On Tuesday, customers wheeled carts down well-stocked aisles at the busy, yellow-walled store in search of Kix, bananas, cassava leaves, curry spices.
Co-owner Ronn Garry Jr. has heard the talk that Wal-Mart is eyeing this neighborhood. The company has been buttering up local community groups with donations. Still, Wal-Mart spokesman Steve Restivo says “we don’t have any announced projects,’’ in Roxbury.
Garry worries anyway.
“I don’t know if we could survive,’’ he said. A market study he commissioned found that a nearby Wal-Mart would chew up 30 percent of his business. And it’s a business that is connected to its community: Almost all of Tropical’s 73 workers live in Boston. Garry contributes to local causes and spends $2.5 million on goods from Boston-area suppliers each year.
Until now, he has been focused on expanding.
“Yeah, we’re funky and authentic, but we really need upgrades,’’ he said. The store is included in proposals for two vacant, city-owned parcels farther down Washington Street. They are part of what the city hopes will be a transformation in the area: At least seven parcels and buildings are slated to become new retail, housing, and office space.

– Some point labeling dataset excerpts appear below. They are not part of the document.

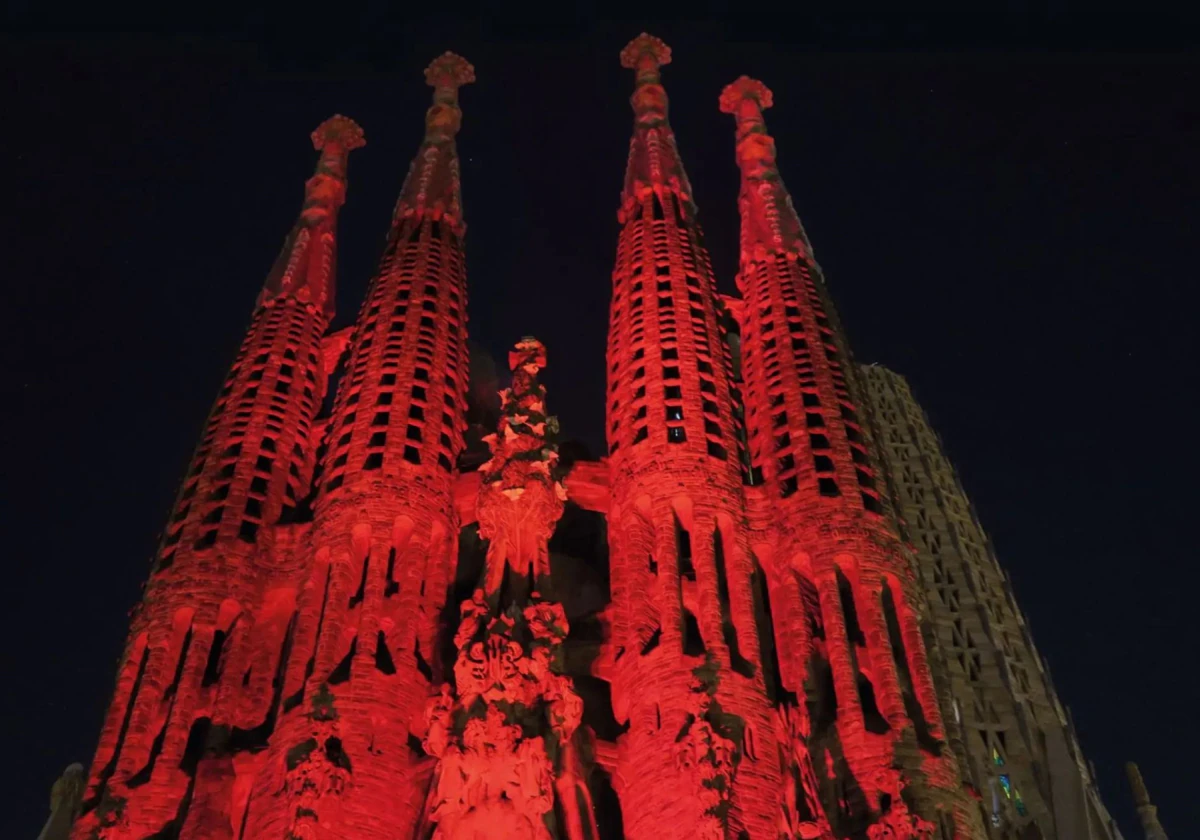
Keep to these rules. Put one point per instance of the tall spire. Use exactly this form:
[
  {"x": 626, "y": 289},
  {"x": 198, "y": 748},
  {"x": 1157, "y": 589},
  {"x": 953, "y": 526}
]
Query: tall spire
[
  {"x": 811, "y": 459},
  {"x": 239, "y": 502},
  {"x": 433, "y": 183},
  {"x": 654, "y": 162},
  {"x": 769, "y": 223},
  {"x": 1150, "y": 825},
  {"x": 305, "y": 265}
]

Mayor Thomas M. Menino’s plan is to bring so many new consumers into the square that local businesses, which keep more of their profits in the local community, will boom.
It’s the opposite of the Wal-Mart approach. The Arkansas behemoth is no longer seen as the evil giant it was 10 years ago, having redeemed its image with high environmental and nutritional standards. But the key to its success remains the same: Dominating the market, squeezing suppliers, and driving down prices. Wal-Mart vehemently contests this, but there are plenty of studies showing that the chain drives down wages, too. All while sucking character out of communities.
Menino has invested too much political capital to let that happen here. He vows to protect Dudley merchants from Walmageddon.
I happen to think a Wal-Mart would be a disaster here in the long term. I also happen to have a job that means I can afford to shop elsewhere.
But in Dudley Square, there are many people who don’t have the luxury of considering the long term. Besides, they have seen many previous promises of a revival come to nothing. Wal-Mart, with its jobs and low prices, seems like a sure thing. Its apparent interest in Dudley is even viewed by some as a kind of affirmation.
“As a neighborhood, we’re stereotyped,’’ said Sondra Mayes, a 49-year-old Wal-Mart fan who gets by on disability and food stamps. “A lot of big businesses don’t want to come into our area.’’
Even Garry wrestles with this viewpoint.
“I’m a capitalist by nature,’’ he said. “People can open businesses wherever they want. But are [customers] willing to forgo a store that represents them, in favor of one that reflects anywhere in America - just to save a few cents?’’
He’s lucky he won’t find out anytime soon.